Fitch Affirms The United States at


'AAA'; Outlook Stable - Reuters News
02-Apr-2019 06:33:18 PM
(The following statement was released by the rating agency)

Fitch Ratings-New York-April 02: Fitch Ratings has affirmed The United States of America's Long-Term Foreign-
Currency Issuer Default Rating (IDR) at 'AAA'/Stable Outlook.

A full list of rating actions follows at the end of this release.

KEY RATING DRIVERS

The U.S. sovereign rating is supported by structural strengths that include the size of the economy, high per capita
income, and a dynamic business environment. The U.S. benefits from issuing the dollar, the world's preeminent reserve
currency, and from extraordinary financing flexibility, given that the U.S. Treasury market is the deepest and most liquid
asset market in the world. While there has been a recent loosening in fiscal policy, Fitch considers U.S. debt tolerance
to be higher than that of other sovereigns. However, rising deficits and debt could eventually test these credit strengths
in the absence of reform.

A loosening in fiscal policy has helped economic growth, but has driven a widening in the deficit. The federal
government deficit was 3.8% of GDP in FY18, up from 3.4% of GDP, with revenue falling to 16.5% of GDP, 0.5
percentage points (pp) of GDP below the 20-year average, as a result of the Tax Cuts and Jobs Act. While revenue
declines have bottomed out, primary spending is expected to grow by 0.3pp of GDP in FY19 (mandatory 0.2pp and
discretionary 0.1pp). Available data suggests that the general government recorded a deficit of 4.0% of GDP on an IMF
GFS basis in 2018, with general government debt reaching 98.9% of GDP.

Fitch's longer-run debt sustainability analysis suggests that general government debt could exceed 120% of GDP by
2028, lower than the level expected at our last review, as the projection of long-term interest rates is somewhat lower.
This projection assumes that a gradual 1pp increase in marginal borrowing costs from 2018 levels pushes up the
interest bill, while the primary deficit widens by 2pp of GDP over 10 years, and growth trends down to its potential rate
just below 2%. In common with some other developed countries, the U.S. faces longer-term pressure on public
spending driven largely by growing mandatory spending on pensions and healthcare as the population ages.

Running a large deficit at this point in the economic cycle puts public finances in a weaker position to confront any future
economic downturn. Ten years into an economic expansion, Fitch forecasts the U.S. to grow faster than most advanced
economies in 2019-20, although we have lowered the growth forecast to 2.3% in 2019 and 1.9% in 2020. Global growth
prospects have weakened over the past quarter, but the U.S. economy is less exposed to slower trade growth than
most of its peers. Up to 12% of U.S. imports are currently subject to tariffs, and retaliatory tariffs have affected particular
sectors, but without sizeable growth impacts.

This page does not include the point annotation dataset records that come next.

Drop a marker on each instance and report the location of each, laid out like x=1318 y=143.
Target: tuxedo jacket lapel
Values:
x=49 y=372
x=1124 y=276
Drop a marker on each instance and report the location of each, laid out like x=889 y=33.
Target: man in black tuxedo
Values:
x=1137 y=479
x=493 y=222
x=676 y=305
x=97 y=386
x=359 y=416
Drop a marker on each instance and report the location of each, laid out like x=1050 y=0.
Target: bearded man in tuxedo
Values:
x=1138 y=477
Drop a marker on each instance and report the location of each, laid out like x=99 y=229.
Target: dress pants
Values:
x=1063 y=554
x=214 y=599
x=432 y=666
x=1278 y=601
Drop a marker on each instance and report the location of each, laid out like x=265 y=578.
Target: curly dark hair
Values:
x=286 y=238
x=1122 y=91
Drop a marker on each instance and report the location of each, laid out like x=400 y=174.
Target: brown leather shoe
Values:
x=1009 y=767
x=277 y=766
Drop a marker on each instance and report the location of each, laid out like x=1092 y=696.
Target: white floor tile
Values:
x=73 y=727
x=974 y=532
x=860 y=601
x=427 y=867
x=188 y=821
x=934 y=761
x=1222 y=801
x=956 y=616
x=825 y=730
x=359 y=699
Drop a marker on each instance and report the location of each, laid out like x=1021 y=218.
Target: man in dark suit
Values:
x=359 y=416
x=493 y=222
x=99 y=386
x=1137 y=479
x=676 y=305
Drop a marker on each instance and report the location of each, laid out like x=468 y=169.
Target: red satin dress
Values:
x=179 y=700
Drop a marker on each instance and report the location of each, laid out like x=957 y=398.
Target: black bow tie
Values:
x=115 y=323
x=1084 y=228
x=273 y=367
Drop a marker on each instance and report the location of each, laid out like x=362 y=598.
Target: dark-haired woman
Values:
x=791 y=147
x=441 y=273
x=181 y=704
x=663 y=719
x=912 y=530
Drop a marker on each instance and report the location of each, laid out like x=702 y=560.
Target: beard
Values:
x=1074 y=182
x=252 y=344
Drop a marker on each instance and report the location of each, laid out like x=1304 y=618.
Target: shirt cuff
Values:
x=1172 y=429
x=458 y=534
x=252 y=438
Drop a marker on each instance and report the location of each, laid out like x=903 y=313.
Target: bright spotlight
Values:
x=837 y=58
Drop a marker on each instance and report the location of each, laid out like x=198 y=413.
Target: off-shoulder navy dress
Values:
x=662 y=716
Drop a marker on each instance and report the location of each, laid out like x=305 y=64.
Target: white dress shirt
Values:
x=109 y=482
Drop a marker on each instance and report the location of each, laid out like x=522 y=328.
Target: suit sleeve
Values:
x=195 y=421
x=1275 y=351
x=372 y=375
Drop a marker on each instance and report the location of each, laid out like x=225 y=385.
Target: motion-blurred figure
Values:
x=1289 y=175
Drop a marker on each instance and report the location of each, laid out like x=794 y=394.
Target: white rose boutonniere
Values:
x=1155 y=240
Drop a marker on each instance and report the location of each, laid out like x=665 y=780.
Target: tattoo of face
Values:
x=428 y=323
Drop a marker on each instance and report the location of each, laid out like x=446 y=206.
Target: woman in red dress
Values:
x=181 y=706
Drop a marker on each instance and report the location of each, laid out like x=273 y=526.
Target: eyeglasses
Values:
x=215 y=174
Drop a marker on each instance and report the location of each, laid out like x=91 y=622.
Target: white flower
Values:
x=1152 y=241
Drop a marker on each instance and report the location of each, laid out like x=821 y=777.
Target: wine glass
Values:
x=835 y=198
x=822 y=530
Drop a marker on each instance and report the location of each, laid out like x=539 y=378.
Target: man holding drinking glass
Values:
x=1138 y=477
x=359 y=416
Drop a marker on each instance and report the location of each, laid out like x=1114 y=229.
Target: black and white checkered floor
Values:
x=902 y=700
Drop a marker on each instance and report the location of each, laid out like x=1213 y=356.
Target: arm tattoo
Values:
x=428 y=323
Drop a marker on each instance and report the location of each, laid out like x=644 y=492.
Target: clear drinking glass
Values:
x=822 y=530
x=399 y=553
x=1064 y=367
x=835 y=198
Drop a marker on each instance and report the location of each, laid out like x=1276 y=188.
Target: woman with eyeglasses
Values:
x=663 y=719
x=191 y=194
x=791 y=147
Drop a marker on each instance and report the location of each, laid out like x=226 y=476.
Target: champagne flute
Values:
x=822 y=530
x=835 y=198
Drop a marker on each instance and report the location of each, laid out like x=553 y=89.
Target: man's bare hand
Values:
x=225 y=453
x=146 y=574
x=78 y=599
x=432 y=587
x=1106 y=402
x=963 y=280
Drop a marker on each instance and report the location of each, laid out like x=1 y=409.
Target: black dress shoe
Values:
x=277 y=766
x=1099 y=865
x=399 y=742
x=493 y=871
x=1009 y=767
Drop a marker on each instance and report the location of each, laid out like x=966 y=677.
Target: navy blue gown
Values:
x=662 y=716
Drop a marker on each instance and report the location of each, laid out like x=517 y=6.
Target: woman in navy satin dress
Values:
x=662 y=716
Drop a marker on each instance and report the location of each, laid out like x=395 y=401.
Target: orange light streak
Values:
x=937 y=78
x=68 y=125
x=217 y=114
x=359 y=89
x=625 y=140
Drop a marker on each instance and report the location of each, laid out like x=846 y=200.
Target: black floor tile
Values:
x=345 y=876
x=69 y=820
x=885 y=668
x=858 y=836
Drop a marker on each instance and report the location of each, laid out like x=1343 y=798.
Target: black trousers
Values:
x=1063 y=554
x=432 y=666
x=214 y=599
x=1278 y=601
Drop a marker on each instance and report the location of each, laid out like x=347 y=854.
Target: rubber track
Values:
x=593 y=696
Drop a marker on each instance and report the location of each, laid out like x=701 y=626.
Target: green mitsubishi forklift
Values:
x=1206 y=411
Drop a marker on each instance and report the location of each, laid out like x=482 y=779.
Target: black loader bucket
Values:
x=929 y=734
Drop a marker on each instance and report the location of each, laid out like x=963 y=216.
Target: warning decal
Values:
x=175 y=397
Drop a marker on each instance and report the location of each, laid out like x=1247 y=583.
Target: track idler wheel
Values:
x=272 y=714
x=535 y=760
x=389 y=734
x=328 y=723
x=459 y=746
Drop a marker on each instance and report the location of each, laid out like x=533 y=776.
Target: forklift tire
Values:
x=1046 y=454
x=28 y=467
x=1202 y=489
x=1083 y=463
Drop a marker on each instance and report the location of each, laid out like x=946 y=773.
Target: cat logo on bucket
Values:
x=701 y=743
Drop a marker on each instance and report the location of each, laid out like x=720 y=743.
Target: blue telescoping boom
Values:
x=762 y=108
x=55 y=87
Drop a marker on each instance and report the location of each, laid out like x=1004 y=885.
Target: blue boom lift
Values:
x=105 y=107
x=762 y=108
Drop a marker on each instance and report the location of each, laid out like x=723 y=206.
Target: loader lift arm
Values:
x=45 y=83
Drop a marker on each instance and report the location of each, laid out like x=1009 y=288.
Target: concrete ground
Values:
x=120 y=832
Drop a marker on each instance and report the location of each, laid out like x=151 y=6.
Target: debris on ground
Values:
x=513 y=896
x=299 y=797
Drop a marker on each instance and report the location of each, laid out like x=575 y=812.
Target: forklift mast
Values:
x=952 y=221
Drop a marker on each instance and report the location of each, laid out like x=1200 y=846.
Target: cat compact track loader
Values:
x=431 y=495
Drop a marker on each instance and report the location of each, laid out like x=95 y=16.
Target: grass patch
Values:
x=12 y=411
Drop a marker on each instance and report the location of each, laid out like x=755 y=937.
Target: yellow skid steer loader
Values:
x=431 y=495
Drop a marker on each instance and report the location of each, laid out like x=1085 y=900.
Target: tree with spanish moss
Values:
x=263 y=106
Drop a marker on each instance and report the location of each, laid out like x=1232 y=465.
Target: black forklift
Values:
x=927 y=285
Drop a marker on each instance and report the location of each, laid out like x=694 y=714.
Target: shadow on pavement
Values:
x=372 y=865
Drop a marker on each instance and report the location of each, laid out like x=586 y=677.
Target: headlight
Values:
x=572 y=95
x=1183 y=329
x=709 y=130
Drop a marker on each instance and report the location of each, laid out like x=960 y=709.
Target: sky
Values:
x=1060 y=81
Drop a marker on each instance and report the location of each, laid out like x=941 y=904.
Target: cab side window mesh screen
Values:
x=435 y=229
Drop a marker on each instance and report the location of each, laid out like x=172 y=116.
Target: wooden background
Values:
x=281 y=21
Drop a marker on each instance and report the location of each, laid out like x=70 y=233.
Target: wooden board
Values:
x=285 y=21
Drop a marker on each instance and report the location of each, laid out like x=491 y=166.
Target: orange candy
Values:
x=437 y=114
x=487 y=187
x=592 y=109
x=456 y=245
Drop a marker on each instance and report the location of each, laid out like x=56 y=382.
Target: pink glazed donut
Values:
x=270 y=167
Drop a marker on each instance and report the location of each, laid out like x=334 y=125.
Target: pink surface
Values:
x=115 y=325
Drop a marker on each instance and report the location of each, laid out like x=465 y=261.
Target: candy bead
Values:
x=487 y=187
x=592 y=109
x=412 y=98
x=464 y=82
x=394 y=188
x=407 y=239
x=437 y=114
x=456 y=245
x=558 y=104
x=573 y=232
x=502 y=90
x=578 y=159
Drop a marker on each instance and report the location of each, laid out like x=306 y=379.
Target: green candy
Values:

Growth reached 2.9% in 2018 and the growth rate was well above that in 2Q18 and 3Q18, driven by the fiscal stimulus
from the Tax Cuts and Jobs Act. Sub-4% unemployment and rising household incomes (nominal income grew 5% in
2018) are supporting consumer spending. Investment is also growing. Fitch's assessment of longer-term potential
growth rates, which informs its debt dynamics analysis, is little changed at 1.9%. However, against the backdrop of a
tight labour market, which could imply inflationary pressure, both core and headline PCE inflation are below the 2%
targeted by the Federal Reserve.

Government borrowing costs will rise more slowly over the short term than Fitch expected at its last review. The outlook
for the Federal Reserve's policy rate has changed since its January 2019 meeting, which noted the tightening in
financial conditions and global growth uncertainties. Fitch now expects one further 25bps hike in 2019 and one in 2020
from the present level of 2.25%-2.5%, a slowdown in the pace of monetary policy tightening from the 175bps in
tightening delivered over the two years to December 2018. The Fed will also maintain a larger balance sheet, slowing
the run-off in its bond holdings and stopping this altogether in September, thereby maintaining more accommodative
financial conditions.

The Bipartisan Budget Act of 2018, which set spending levels for the federal government, expires at the end of FY19
(end-September 2019). Fitch assumes that Congress will authorise discretionary spending increases in line with
nominal GDP growth over FY20. This implies that the spending caps demanded in the Budget Control Act (2011), which
under current law are reimposed in January 2020 and would result in a cut in primary spending of around 0.4% of GDP,
are overridden as they have been under previous budget deals. Longer-term prospects for fiscal consolidation appear to
have waned.

The longest recorded federal government shutdown, at 35 days, ended with congressional agreement to fund the
government through September 2019. President Trump's declaration of a national emergency in support of his bid for
more resources for border security highlighted the difficulty in achieving policy consensus between the executive and
both houses of Congress and, in Fitch's view, evidences weaker policy coherence than rated peers. Nevertheless, Fitch
expects the debt limit, which was reimposed in early March, to be raised before the so-called "x date" in late September
or early October, when the CBO estimates that the Treasury will exhaust its scope for extraordinary measures to
finance itself without breaching the debt limit.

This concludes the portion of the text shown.